Currently, you might bank with X bank in one country, and then wire funds to Y bank in another country via multiple middle banks. With a self custodial wallet, you can “send” digital assets directly to another wallet user. Here is how it works:
- You hold your digital assets in a self custodial wallet (a wallet where you hold your own private keys) like Coinbase Wallet. See here on how to set up a self custodial wallet.
- You can send/receive ETH (as an example) from another wallet holder. See screenshot below. The imperfect analogy is that the self custodial wallet is both a software ledger and a “universal” digital asset account. Now, one can send digital assets to anyone in the world. The transaction happens almost instantly, and is possible 24/7. No worries about SWIFT codes, ABN numbers, bank account numbers, going to a bank branch during business hours etc.
While I focused on the consumer to consumer use case, this wallet to wallet flow could apply the consumer to business use case (consumer sends tokens to the business wallet address) and business to business use case too.
Challenges that lie ahead
What needs to be true for crypto payments to solve the friction in cross border payments? Here are several challenges:
- Speed: How long will it take for a cross border payment to reach the overseas party? To the extent that the transaction is instantaneous (as it is on some blockchains, like Solana), or same day, this will be more compelling than fiat transfers.
- Fees: What’s the cost of each transaction? Regular fiat cross border payments are expensive (e.g., ~10% of transaction), and fintechs have helped significantly reduce this to <1–2% for some cross border corridors. Gas fees may fluctuate and add unpredictability to crypto payment fees, increasing the cost per transaction.
- Volatility: How will volatility be managed? Crypto prices have high volatility (exception: stablecoins). Ideally, the “value” received cross border should be equal to the “value” sent, net fees.
- Ease of use: There are still significant barriers to entry.

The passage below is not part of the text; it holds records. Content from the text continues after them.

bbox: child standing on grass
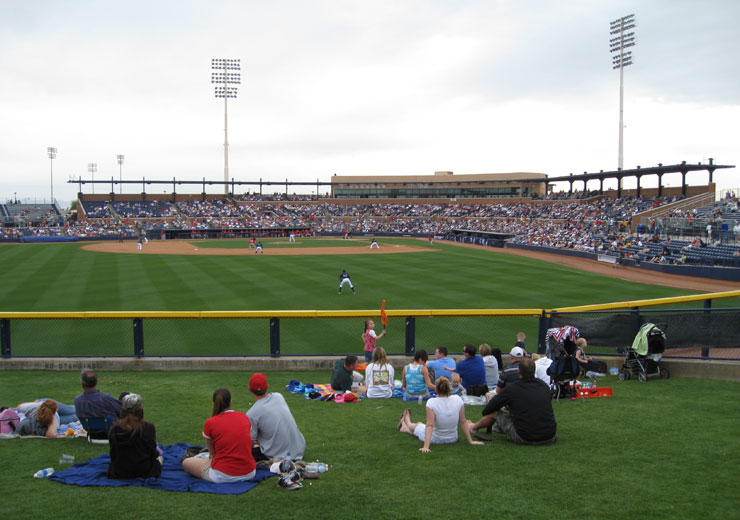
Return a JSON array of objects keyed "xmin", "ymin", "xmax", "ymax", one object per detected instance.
[
  {"xmin": 362, "ymin": 319, "xmax": 386, "ymax": 362},
  {"xmin": 515, "ymin": 332, "xmax": 526, "ymax": 353}
]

It is daunting to create a self custodial wallet, securely store the seed phrase, acquire, use and transfer tokens. Sending to a wallet address is irreversible and can feel unerving. Converting token to fiat (“off ramp” is not straightforward — not all exchanges support it in every country). If the token is not widely accepted, then funds are “stuck”. The current power of regular fiat cross border payments is that the funds are immediately usable once you receive them.
Conclusion
Crypto payments have the potential to transform cross border payments. Its greatest strengths are speed, availability (24/7) and no middle layers. However, there is significant work ahead to improve costs, increase predictability, and grow the ease of use for mainstream adoption. I am curious to see how things unfold, so that consumers and businesses around the world can experience truly frictionless, cheap and fast cross border payments.